5. Take it from someone who got crapped on by a bird right before the 2004 baseball playoffs: Any time something weird is going on with birds and sports, you roll with it.
6. Of the four remaining teams, the Cards have the best case for "Nobody believed in us!" status; we complained they made the playoffs, discounted them and made them underdogs at home this weekend, nobody seems to be making a case for them, and beyond that, they're the Cardinals! They're like the Clippers with better uniforms, for God's sake. Could NFL Network even come up with one hour of footage for a documentary on the Cards franchise?
When we come back, it's the greatest game in Arizona history -- the time Jake Plummer beat a washed-up Cowboys team!
7. The Phillies win the World Series, the Eagles are making a Super Bowl run, every Philly sports fan is starting to relax ... historically, isn't this right when they get kicked in the teeth? I'm just thinking out loud.

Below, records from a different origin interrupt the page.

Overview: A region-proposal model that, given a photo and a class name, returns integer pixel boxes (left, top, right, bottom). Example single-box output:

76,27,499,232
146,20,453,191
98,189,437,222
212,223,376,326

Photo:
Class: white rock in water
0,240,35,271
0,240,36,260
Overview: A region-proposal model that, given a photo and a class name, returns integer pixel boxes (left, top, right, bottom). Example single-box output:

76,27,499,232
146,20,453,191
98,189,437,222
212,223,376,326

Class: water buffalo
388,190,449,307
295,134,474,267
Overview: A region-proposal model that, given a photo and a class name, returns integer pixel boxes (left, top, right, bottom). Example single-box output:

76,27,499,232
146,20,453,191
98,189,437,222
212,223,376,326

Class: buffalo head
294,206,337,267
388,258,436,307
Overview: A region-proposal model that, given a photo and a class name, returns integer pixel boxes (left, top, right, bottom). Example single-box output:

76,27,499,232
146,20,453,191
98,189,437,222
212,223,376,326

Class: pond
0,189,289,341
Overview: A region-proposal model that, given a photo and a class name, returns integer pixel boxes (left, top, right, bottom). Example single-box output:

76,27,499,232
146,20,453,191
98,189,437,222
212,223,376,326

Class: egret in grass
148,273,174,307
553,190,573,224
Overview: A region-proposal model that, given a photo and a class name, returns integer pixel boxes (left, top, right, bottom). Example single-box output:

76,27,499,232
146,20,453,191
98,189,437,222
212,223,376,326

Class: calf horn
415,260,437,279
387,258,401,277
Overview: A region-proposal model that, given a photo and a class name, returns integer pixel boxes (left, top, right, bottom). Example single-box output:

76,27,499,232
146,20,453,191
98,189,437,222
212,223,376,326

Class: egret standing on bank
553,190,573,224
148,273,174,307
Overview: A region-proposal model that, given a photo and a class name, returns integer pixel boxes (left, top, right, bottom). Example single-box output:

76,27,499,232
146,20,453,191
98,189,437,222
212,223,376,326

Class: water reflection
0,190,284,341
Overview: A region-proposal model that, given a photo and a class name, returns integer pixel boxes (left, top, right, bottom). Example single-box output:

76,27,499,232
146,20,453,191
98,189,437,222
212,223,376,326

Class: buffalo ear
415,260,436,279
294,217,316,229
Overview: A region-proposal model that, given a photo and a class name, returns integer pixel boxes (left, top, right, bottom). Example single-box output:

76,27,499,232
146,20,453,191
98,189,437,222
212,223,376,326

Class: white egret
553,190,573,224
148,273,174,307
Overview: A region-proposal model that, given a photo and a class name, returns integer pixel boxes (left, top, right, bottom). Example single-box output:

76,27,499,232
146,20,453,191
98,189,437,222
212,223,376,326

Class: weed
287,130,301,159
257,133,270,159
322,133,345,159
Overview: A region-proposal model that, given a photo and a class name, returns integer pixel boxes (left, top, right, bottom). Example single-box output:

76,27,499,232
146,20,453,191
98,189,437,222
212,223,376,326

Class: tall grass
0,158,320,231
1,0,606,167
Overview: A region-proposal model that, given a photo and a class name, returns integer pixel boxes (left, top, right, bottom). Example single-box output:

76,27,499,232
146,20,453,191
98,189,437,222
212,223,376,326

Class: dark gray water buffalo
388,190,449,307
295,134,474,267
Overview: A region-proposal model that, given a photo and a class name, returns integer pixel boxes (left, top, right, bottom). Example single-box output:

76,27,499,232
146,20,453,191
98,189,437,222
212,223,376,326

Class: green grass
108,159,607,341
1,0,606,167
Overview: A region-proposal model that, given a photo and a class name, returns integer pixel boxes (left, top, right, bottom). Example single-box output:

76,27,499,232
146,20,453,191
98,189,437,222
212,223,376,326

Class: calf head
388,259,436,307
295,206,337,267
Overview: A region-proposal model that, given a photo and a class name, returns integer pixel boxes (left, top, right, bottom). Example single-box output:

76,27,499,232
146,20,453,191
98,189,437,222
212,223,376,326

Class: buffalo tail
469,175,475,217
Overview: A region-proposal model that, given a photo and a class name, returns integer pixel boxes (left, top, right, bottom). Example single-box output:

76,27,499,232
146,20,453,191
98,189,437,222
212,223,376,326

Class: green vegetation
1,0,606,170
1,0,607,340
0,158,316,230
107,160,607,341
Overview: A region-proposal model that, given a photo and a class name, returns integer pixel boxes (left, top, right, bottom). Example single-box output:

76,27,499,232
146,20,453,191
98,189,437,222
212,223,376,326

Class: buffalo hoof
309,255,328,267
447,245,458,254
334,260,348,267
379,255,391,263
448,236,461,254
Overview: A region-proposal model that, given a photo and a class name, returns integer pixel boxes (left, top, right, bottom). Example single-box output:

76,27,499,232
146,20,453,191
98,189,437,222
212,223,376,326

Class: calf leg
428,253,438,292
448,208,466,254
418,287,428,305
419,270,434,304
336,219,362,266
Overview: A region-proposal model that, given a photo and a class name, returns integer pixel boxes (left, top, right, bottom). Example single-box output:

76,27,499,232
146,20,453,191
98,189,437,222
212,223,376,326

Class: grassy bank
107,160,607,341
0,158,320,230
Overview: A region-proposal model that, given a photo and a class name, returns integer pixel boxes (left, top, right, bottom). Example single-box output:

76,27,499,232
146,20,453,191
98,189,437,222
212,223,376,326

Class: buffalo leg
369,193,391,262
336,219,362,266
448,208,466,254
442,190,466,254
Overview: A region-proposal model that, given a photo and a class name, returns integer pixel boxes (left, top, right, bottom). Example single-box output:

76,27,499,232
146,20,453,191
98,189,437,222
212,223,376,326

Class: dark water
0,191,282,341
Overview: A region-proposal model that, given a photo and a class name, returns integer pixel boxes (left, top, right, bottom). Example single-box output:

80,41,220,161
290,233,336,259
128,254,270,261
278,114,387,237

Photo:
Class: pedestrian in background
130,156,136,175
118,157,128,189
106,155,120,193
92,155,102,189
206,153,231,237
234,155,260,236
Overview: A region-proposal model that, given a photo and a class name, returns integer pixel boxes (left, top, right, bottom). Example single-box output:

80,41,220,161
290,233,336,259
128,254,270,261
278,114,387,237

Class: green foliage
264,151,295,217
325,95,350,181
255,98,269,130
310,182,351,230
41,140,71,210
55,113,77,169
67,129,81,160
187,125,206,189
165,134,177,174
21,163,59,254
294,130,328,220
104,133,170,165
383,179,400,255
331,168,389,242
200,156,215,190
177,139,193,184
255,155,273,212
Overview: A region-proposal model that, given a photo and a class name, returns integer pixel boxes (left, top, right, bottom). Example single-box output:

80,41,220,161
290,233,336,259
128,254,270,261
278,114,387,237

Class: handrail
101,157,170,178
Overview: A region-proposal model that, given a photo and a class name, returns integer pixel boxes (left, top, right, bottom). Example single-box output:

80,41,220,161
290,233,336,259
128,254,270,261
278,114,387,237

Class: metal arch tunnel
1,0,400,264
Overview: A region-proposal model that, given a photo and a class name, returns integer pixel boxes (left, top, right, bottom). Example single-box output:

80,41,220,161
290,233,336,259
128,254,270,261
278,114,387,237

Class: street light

8. The line moved a full point ... toward the Eagles. Translation: Nobody likes the Cards. Do you really want to join the general gambling public on a pick?
9. For two straight rounds, Philly was handed the football equivalent of a sewage pump leak from opposing QBs (Taint Jackson in Round 1, Eli-San in Round 2). This will not happen with Kurt Warner. And, yes, I am fully prepared to have this paragraph e-mailed to me if he throws four picks Sunday. Just concede there's an enormous competency difference with Warner versus Tarvaris, as well as Warner versus Eli in the wind. Or at least there should be.
10. You don't bet against God, puppies and gambling theories hatched in Pakistan.